Intersection of Two Arrays [LeetCode Top Interview Questions Series]

One way to solve this problem is to use a hash set to store the elements of one of the arrays and then use a loop to check if each element of the other array is in the hash set. If it is, we add it to the result and remove it from the hash set so that we don’t count duplicates.

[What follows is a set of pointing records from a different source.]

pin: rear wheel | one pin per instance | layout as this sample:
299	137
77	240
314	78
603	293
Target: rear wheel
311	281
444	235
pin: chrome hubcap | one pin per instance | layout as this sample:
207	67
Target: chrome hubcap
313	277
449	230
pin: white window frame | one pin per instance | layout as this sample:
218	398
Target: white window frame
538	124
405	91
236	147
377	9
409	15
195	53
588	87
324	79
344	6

Here’s an example implementation in Java:

public class Test {

    public static void main(String[] args) {
        int[] nums1 = {4,9,5};
        int[] nums2 = {9,4,9,8,4};
        Map<Integer, Integer> map = new HashMap<>();
        for (int num : nums1) {
            map.put(num, map.getOrDefault(num, 0) + 1);
        }
        List<Integer> result = new ArrayList<>();
        for (int num : nums2) {
            if (map.containsKey(num) && map.get(num) > 0) {
                result.add(num);
                map.put(num, map.get(num) - 1);
            }
        }
        int[] res = new int[result.size()];
        for (int i = 0; i < result.size(); i++) {
            res[i] = result.get(i);
        }
        System.out.println(res);
    }
}

In this implementation, we first use a HashMap to store the elements of the first array nums1 and their count. Then, we loop through the second array nums2, and if the current element is in the HashMap and its count is greater than 0, we add it to the result list and decrease its count in the HashMap. Finally, we convert the result list to an array and return it.

The time complexity of this solution is O(m + n), where m and n are the number of elements in nums1 and nums2, respectively, since we need to examine all the elements in both arrays. The space complexity is O(min(m, n)), since the size of the HashMap and the result list is proportional to the size of the smaller array.